C1q is the first component of the classical pathway of complement activation, playing an important role in the degradation of immune complexes, with the inactivation of this process possibly playing a role in immunity. Interestingly, a study demonstrated a higher prevalence of anti-C1q autoantibodies among patients with HCV and rheumatologic manifestations, compared to patients with HCV without these manifestations. This study also demonstrated an increased prevalence of anti-C1q autoantibodies in patients infected with HCV with mixed cryoglobulinemia and lymphoma, opening the possibility of their use as a biomarker for the diagnosis of lymphoma [38].

Osteopontin plays a role in inflammation, autoimmunity and fibrosis, and its role in chronic hepatitis C has been investigated. Interestingly, higher levels of osteopontin were seen in patients with HCV and rheumatologic manifestations, and it could thus be used as marker for rheumatologic manifestations associated with HCV, particularly vasculitis and cryoglobulinemia [39].

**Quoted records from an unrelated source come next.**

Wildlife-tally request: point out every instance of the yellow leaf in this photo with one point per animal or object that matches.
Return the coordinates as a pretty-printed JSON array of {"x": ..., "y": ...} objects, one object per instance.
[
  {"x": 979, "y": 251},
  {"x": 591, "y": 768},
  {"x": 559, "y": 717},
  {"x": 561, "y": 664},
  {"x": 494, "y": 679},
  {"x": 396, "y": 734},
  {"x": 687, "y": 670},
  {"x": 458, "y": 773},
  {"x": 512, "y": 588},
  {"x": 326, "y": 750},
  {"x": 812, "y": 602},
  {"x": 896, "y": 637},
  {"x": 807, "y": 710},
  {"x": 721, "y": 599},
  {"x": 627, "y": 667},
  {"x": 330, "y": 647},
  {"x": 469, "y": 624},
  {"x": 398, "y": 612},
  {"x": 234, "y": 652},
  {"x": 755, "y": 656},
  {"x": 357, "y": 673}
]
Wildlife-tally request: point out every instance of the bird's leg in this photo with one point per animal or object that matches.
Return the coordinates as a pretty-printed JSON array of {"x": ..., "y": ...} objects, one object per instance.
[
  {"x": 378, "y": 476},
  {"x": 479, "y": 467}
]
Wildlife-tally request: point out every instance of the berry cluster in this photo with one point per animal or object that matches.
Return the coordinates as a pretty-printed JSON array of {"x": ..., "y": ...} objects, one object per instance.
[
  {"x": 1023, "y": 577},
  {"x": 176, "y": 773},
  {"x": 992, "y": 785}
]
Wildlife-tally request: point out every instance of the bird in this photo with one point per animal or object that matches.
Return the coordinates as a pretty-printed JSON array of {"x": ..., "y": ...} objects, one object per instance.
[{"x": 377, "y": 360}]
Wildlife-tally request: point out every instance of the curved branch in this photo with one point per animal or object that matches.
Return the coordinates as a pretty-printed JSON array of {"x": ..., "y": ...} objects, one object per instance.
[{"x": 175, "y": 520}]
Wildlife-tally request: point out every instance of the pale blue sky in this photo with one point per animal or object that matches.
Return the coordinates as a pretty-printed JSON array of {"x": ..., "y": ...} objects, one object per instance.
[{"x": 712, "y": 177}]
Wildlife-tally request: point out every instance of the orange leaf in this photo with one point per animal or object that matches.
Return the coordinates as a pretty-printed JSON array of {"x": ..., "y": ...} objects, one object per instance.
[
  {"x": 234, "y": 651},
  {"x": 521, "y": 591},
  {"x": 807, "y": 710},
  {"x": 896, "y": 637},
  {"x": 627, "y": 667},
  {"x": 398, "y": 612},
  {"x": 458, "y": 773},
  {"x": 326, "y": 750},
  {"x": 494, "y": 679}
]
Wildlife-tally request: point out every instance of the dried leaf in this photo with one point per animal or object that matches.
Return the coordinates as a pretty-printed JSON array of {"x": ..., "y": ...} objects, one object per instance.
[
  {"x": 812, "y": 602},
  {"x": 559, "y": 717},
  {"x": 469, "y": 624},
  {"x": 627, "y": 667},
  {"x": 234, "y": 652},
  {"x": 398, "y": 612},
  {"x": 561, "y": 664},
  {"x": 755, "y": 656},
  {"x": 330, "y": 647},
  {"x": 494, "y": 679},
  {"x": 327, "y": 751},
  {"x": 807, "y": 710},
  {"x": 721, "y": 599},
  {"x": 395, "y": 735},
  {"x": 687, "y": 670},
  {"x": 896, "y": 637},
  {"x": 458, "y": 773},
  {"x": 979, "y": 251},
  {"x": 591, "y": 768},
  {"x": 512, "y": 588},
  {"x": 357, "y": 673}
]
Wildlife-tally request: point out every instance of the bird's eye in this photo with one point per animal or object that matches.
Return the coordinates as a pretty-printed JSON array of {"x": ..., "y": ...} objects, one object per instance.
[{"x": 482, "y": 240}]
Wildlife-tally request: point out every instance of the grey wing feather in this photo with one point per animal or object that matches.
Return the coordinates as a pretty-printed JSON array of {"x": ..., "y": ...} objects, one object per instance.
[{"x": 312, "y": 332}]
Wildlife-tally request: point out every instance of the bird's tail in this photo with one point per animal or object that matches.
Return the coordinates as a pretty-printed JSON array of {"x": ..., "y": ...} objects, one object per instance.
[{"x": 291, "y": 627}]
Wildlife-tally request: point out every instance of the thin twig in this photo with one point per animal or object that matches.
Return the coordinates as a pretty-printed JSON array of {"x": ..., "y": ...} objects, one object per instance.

Other diseases and their association with HCV

Systemic lupus erythematosus (SLE) may share clinical and serological characteristics with rheumatologic manifestations of chronic hepatitis C, such as arthralgia, myalgia, Sicca syndrome, and ANA. In fact, some studies demonstrate a higher prevalence of HCV infection among patients with SLE than in the general population [40] and, although the association between HCV and SLE is not clear, it is recommended to screen patients with SLE for HCV.

Polyarteritis nodosa, though more commonly associated with hepatitis B, may also occur in association with hepatitis C, with an estimated risk of up to 12% in chronic HCV infection [41]. HCV-associated polyarteritis nodosa is characterized by more severe symptoms, although with higher clinical remission rates [42]. Antiviral therapies and corticosteroids are the cornerstone treatments for HCV-related polyarteritis nodosa. Plasma exchange, cyclophosphamide and rituximab may be tried in resistant cases [43].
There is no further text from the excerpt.